Nas contrarrazões (ID n.º 17580815), o apelado requer que seja negado provimento ao recurso, sendo mantida a r. sentença do Juízo “a quo”, por suas próprias razões e fundamentos, sustentando ser esta a forma correta para o desfecho da presente contenda.

O Ministério Público deixou de exarar parecer de mérito.

É o relatório. 

 


 

VOTO

O Exmo. Senhor Desembargador FRANCISCO GOMES DA COSTA NETO(Relator):

I - REQUISITOS DE ADMISSIBILIDADE 

Recurso tempestivo e formalmente regular. Justiça gratuita deferida na origem.

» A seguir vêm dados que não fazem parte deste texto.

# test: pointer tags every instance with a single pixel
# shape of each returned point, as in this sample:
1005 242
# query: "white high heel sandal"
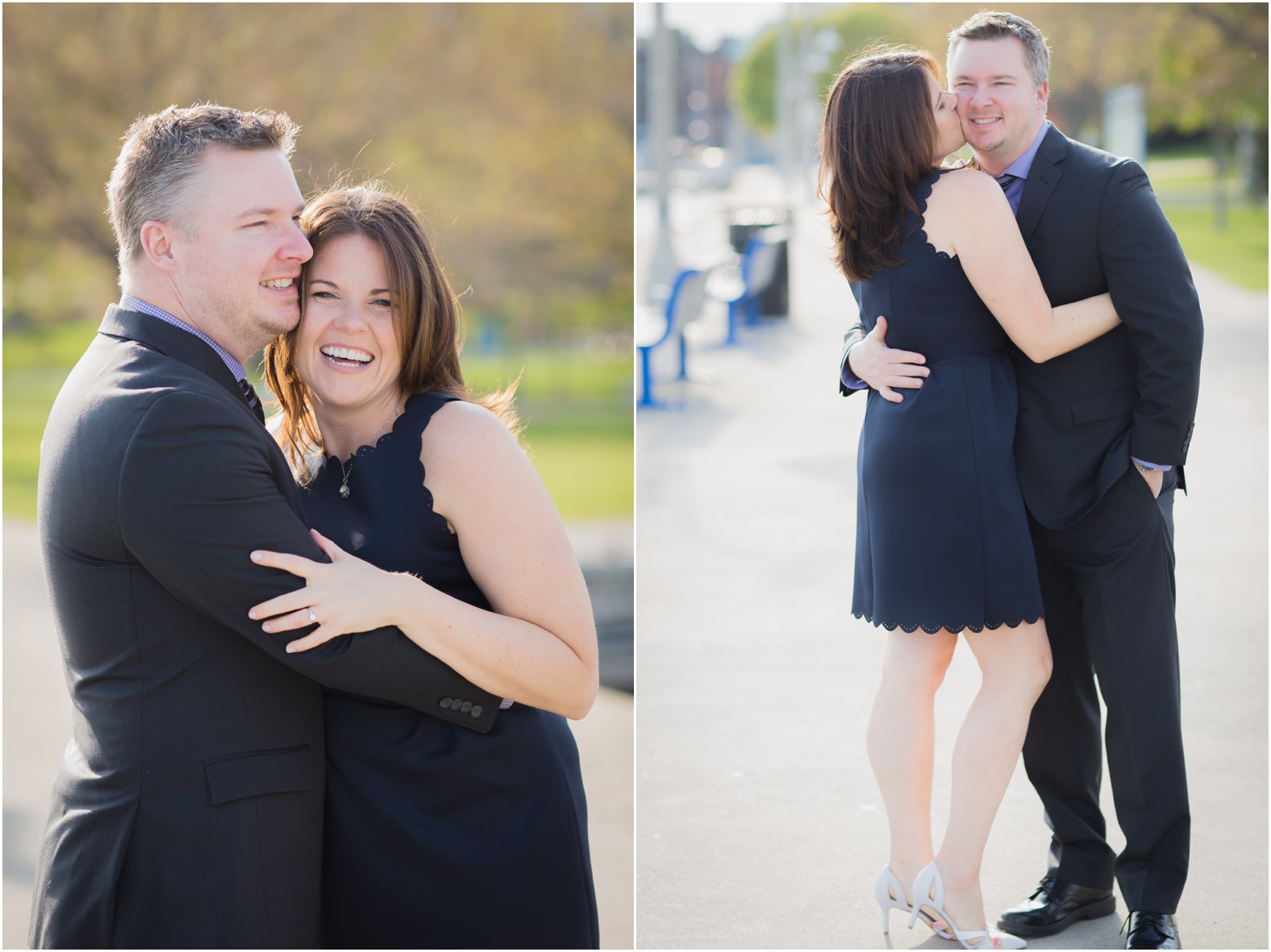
891 895
929 892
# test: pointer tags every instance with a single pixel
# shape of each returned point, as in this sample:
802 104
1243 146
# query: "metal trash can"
744 222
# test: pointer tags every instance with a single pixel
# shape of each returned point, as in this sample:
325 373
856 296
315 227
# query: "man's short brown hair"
160 158
992 24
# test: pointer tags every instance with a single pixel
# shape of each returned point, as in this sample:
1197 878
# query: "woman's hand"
348 595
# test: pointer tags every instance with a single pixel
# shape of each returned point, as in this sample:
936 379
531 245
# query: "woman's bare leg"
1015 663
902 742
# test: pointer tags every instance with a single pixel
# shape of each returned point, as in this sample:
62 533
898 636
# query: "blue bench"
655 326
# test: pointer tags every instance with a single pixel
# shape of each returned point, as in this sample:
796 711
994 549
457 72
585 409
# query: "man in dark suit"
190 804
1100 444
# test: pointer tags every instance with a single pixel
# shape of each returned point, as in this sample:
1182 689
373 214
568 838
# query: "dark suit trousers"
1109 588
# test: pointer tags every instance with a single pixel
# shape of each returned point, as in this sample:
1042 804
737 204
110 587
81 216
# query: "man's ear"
156 243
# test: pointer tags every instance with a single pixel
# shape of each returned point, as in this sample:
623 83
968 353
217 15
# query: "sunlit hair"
877 140
425 314
992 24
160 160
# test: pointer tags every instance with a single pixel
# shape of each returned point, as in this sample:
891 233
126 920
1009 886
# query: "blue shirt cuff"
851 380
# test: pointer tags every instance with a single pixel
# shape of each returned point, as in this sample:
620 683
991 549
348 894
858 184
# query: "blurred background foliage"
509 125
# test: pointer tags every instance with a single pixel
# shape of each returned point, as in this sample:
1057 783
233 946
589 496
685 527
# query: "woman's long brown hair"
426 317
877 141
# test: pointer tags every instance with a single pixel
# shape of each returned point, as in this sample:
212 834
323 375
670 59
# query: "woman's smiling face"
348 350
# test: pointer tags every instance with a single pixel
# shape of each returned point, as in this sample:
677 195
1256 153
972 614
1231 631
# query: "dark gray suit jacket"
1092 224
190 804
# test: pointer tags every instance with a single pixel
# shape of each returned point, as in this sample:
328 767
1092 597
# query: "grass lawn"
578 412
1238 252
1185 185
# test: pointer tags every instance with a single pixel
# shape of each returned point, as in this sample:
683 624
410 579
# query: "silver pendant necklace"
346 473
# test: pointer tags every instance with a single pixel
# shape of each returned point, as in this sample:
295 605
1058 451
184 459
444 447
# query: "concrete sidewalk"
759 821
37 726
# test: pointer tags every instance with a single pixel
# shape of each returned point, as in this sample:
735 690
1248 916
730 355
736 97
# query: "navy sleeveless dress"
437 837
942 534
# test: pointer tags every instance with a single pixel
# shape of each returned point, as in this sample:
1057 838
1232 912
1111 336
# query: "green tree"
509 125
752 81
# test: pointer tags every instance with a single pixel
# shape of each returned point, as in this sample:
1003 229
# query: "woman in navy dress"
435 522
942 534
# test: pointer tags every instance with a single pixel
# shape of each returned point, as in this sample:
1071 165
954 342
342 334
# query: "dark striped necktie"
253 402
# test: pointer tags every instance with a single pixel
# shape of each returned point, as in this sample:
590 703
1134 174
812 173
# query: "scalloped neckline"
922 200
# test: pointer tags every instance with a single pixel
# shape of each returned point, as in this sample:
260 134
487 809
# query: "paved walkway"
37 726
759 822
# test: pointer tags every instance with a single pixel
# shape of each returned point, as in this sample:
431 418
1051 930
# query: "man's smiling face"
1001 107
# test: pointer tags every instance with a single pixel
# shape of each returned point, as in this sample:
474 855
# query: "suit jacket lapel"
1043 178
172 342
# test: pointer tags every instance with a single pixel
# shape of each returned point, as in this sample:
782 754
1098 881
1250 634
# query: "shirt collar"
1021 165
136 304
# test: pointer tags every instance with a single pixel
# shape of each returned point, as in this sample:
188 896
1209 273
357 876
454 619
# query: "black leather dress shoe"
1152 930
1054 907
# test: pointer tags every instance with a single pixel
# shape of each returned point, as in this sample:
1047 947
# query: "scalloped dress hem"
951 630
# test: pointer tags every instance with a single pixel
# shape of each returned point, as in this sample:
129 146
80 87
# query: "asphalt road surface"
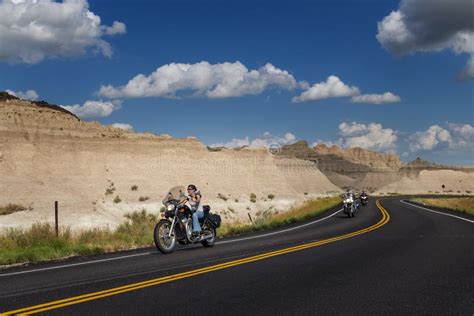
391 259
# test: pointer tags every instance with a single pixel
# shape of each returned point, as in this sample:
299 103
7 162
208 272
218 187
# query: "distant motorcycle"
176 226
350 205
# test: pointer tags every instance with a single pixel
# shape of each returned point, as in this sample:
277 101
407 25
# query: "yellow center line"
139 285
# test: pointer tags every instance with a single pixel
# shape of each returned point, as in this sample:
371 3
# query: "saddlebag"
215 220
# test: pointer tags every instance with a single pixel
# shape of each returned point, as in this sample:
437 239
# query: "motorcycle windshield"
175 193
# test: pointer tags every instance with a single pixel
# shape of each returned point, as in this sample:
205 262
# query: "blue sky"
311 40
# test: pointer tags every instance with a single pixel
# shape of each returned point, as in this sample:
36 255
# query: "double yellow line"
140 285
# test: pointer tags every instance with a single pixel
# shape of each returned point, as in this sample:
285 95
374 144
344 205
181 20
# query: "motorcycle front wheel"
163 241
209 242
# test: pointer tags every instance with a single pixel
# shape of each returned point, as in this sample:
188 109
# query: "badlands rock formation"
48 154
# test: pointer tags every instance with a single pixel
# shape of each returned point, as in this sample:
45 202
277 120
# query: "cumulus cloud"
93 109
454 136
387 97
430 26
202 79
32 30
333 87
27 95
124 126
369 136
266 140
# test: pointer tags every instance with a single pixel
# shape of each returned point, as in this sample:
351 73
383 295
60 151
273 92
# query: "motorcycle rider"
194 200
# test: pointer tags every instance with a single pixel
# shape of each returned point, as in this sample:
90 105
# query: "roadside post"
56 225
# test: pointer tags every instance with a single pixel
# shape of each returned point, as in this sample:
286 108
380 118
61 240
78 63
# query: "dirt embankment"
362 169
47 154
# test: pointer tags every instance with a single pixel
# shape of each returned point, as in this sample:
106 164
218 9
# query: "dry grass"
270 220
460 204
39 242
11 208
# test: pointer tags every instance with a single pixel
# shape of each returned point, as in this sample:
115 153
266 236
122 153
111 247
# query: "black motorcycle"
176 225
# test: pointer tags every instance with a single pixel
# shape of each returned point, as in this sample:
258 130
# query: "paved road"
404 260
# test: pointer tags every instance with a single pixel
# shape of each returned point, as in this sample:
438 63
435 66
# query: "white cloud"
266 140
26 95
369 136
203 79
387 97
116 28
124 126
430 26
333 87
32 30
93 109
454 137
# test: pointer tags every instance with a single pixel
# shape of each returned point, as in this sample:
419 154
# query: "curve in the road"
153 282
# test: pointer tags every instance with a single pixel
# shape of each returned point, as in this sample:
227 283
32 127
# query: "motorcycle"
350 205
176 225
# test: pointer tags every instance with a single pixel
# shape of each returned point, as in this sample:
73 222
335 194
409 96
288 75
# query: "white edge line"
148 253
441 213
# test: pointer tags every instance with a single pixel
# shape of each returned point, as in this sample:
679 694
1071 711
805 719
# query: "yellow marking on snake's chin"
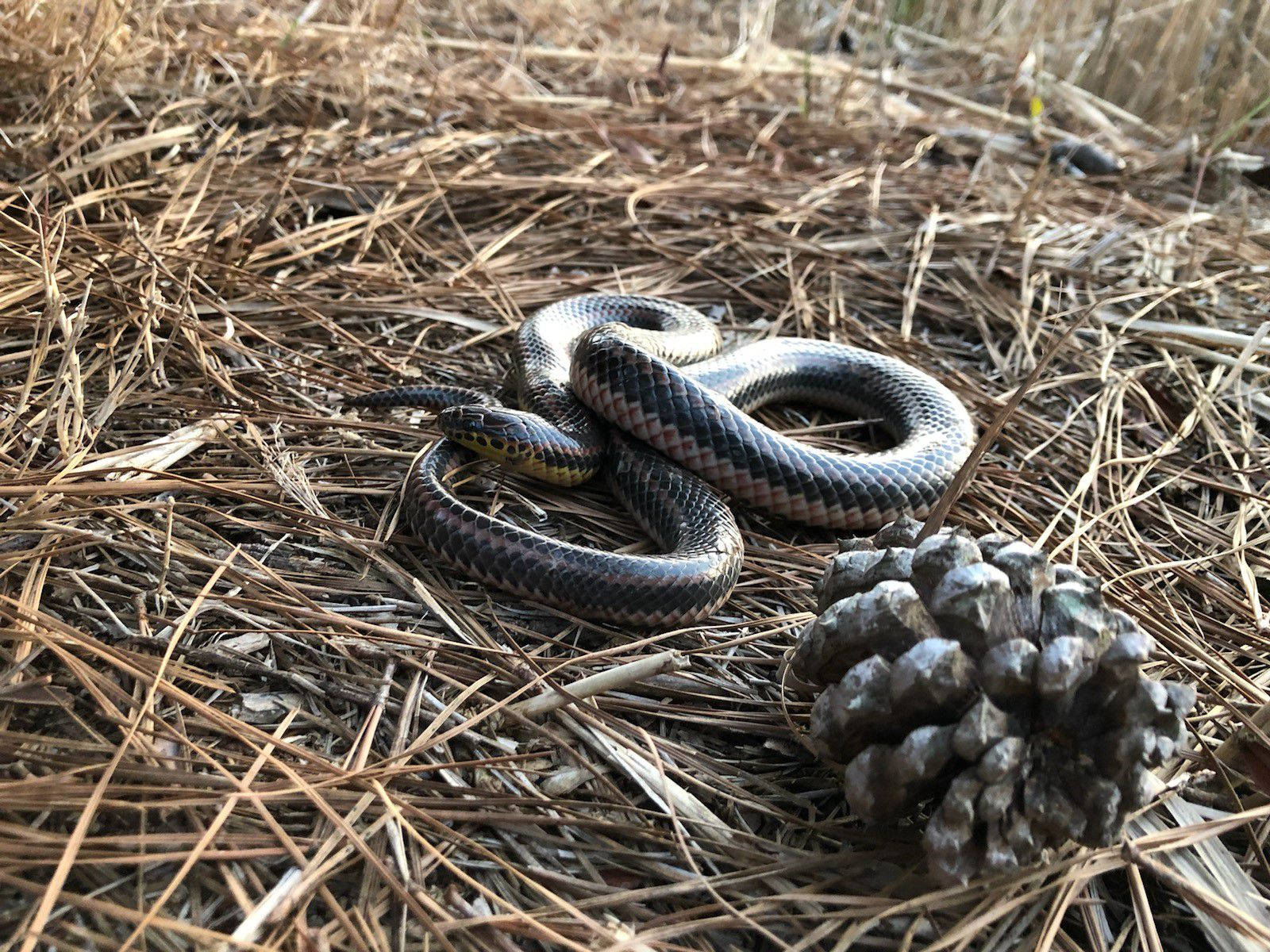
521 459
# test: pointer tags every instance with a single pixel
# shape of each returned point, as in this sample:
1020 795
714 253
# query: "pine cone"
977 674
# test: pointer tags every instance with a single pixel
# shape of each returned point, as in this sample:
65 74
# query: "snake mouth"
493 432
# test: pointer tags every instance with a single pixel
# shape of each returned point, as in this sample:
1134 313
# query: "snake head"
521 441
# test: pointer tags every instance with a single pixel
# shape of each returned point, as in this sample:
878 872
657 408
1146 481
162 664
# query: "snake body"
597 359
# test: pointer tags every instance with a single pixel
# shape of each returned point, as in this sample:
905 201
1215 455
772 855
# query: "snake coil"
614 359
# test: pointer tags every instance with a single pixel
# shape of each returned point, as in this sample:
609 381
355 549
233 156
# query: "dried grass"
238 710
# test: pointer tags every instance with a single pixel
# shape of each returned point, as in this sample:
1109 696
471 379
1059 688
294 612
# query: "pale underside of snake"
601 389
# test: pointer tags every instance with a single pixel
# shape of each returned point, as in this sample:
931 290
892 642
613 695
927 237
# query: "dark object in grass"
1085 159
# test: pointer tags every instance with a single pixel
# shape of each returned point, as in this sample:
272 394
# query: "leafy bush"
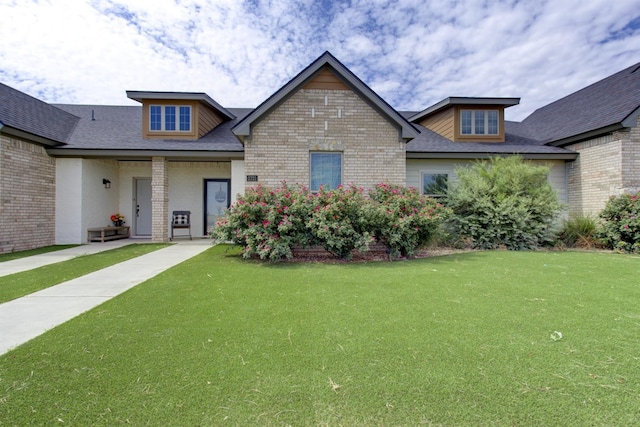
503 202
270 223
267 223
579 231
338 220
621 223
404 220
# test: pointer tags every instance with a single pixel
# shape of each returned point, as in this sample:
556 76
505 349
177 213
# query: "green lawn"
21 254
20 284
458 340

Preenchidos os demais requisitos necessários à admissibilidade recursal, CONHEÇO do apelo. 

II – PRELIMINARES

Sem preliminares. 

III - MÉRITO 

Versa o caso acerca do exame do contrato supostamente firmado entre as partes integrantes da lide. 

Verifica-se, na hipótese, que o referido contrato não foi juntado aos autos.

Ademais, o banco requerido, apesar de sustentar a legitimidade das cobranças, não se desincumbiu do ônus de provar que a autora tenha contratado o referido seguro de vida, conforme impõe a regra do artigo 373, inciso II, do CPC. 

Nesse sentido, não é coerente, razoável ou proporcional desincumbir a instituição bancária com a não imposição dos danos morais, porquanto violou princípios básicos insculpidos pela lei consumerista, a exemplo da vulnerabilidade, informação e boa-fé.

Acerca da relevância do dever de informação, já erigido a princípio no Código de Defesa do Consumidor, calha destacar a recente Lei 14.181/21 (Lei do Superendividamento) que altera a lei consumerista, inserindo dispositivos que buscam reiterar ainda mais tal dever.

Ademais, aplicável aqui a chamada" teoria do desvio produtivo do consumidor ", inaugurada por Marcos Dessaune e amplamente acolhida pelos Tribunais Pátrios.

Mencionado autor preleciona que a usurpação injusta do tempo do consumidor, diante da má prestação de serviços pelo fornecedor, enseja a reparação extrapatrimonial.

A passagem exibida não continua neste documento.